I
Los indios Lakotas norteamericanos les contaban a sus hijos a la luz de las estrellas que cuando Wakan Tanka, el Gran Espíritu, había dispuesto ya las seis direcciones, norte, sur, este, oeste, arriba y abajo— se detuvo antes de situar la última, la más poderosa, pero, también, la más delicada: la que contenía el saber y la fuerza, pero también la tiniebla invasora y helada donde cabalga, sin jinete, el caballo negro de la muerte. Wakan Tanka, el Gran Espíritu, quería ponerla donde nadie, impetuoso o taimado, festivo o sombrío, lento o presuroso, la pudiese encontrar con facilidad, y vaciló, por primera vez, sumido en grave meditación. Wakan Tanka, el Gran Espíritu, decidió finalmente situarla en el último lugar en el que se les ocurriría buscar a los humanos: en el corazón de cada uno.
II
En la noche, cuando todos los ruidos nos llaman, alguna vez, uno real y cercano nos despierta súbitamente en el momento exacto y asombroso en que la historia que soñábamos, más o menos larga y complicada, desemboca en una ocasión con idéntico sonido. Quizá porque la sustancia de que están hechos todos los relatos, su verdadero asunto, es el tiempo, resulta tan inquietante sentir que se quiebran nuestros sueños.
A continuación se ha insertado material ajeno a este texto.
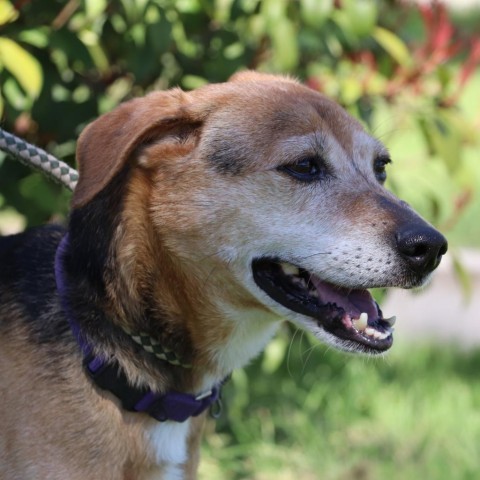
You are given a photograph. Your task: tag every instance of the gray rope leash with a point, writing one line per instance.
(39, 159)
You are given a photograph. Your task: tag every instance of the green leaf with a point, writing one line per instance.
(463, 277)
(285, 45)
(22, 65)
(393, 45)
(315, 13)
(362, 15)
(7, 12)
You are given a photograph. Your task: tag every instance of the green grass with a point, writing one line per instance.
(325, 415)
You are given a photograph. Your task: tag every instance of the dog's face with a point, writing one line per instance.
(268, 199)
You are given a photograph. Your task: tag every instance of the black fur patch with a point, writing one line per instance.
(27, 284)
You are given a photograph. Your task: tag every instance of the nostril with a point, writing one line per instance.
(422, 247)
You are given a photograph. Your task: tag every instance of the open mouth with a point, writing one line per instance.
(351, 315)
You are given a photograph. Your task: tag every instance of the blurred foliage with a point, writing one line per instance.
(406, 72)
(64, 63)
(303, 412)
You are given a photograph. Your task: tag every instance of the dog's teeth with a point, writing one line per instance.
(361, 322)
(289, 269)
(391, 321)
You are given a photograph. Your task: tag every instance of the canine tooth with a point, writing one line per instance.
(289, 269)
(370, 331)
(391, 321)
(361, 322)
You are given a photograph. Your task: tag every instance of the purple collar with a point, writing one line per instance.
(108, 375)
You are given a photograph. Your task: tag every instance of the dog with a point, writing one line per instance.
(200, 222)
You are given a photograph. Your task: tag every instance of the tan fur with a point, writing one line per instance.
(187, 235)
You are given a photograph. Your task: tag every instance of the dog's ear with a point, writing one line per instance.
(106, 144)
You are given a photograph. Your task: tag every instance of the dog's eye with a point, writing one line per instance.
(307, 169)
(379, 168)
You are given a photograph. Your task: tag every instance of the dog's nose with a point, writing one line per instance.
(421, 246)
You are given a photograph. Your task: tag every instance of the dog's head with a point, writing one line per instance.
(253, 201)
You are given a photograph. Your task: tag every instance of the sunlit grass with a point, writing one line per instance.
(413, 414)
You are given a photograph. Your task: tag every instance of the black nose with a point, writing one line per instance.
(421, 246)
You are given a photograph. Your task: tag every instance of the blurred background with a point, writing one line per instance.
(410, 72)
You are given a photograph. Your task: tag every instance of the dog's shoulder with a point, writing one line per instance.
(27, 279)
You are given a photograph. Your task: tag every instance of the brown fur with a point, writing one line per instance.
(187, 187)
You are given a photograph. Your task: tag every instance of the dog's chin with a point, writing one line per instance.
(349, 317)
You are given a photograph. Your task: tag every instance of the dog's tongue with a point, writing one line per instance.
(354, 302)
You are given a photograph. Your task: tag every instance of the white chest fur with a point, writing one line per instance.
(168, 444)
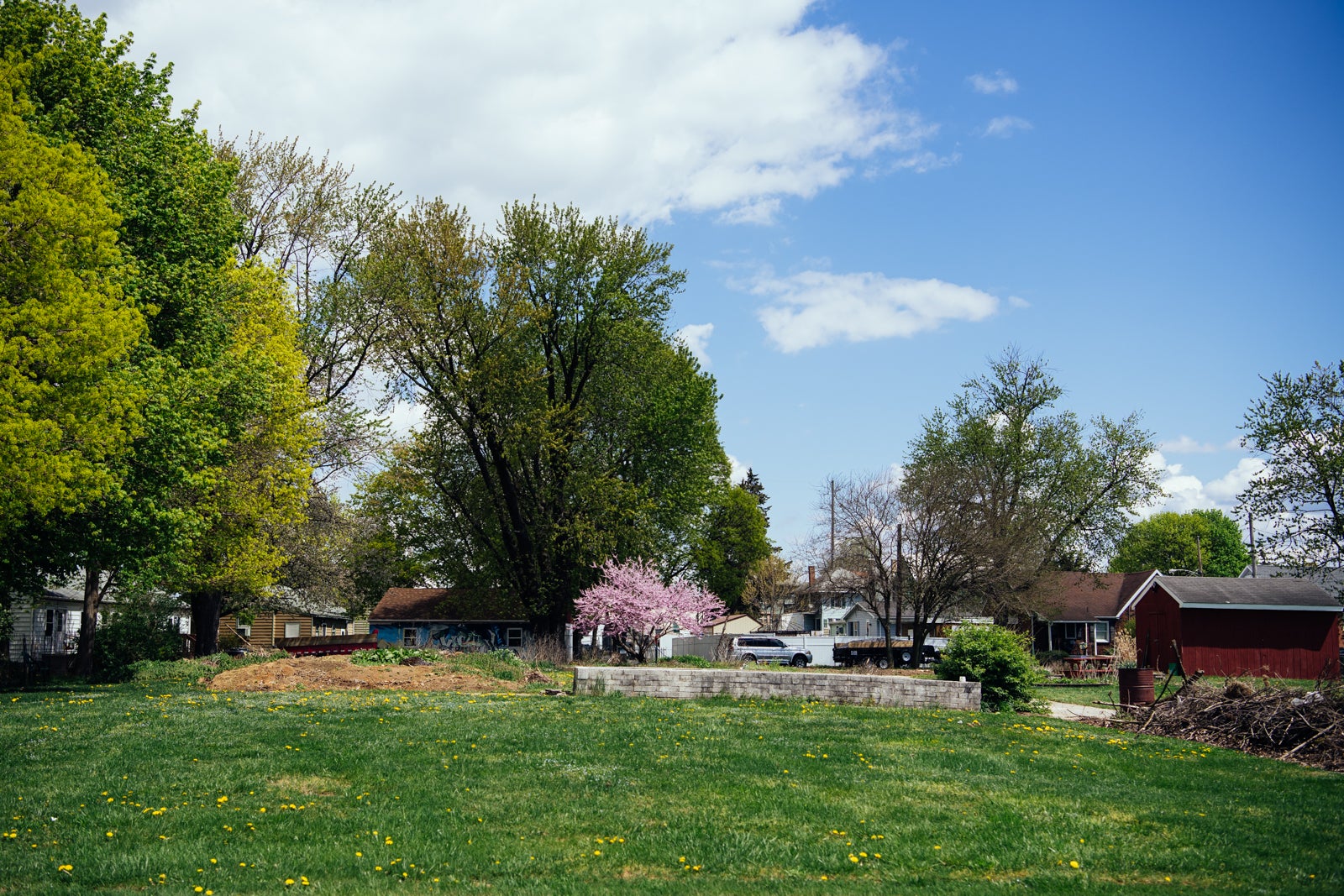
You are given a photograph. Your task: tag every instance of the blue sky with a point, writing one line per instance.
(870, 199)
Ningún relato perduró hasta pasar por la mano; y eso fue lo primero que alguien pintó en una cueva. Un cuadro no es necesariamente un relato y, sin embargo, hasta el último de ellos encierra uno: el de su propia factura. Y eso, como un sueño, puede tener su raíces tan lejos como el infinito.
III
En su indecisión, Wakan Tanka, el Gran Espíritu, se vio caminando por su propio corazón, escuchando, también por primera vez, un ronco y creciente bramido: su latir. Y, de repente, despertó. Fuera de su sueño, nada existía aún, Luego, cuando había dispuesto ya las seis direcciones, se detuvo antes de situar la última. Y mientras la ponía en el corazón de los humanos derramó en él, como luminarias de la noche, los sueños. El tiempo iría apagándolos, sería fácil perderse entre ellos; pero quien llegase hasta el suyo habría encontrado su saber y su fuerza. Porque ese sería el jinete del caballo negro. Así, dormidos o despiertos, sus labios y sus manos, aun sin saberlo, estarían contando siempre el relato de su viaje por la séptima dirección. Y cada sueño sería una entrada al relato oculto del corazón.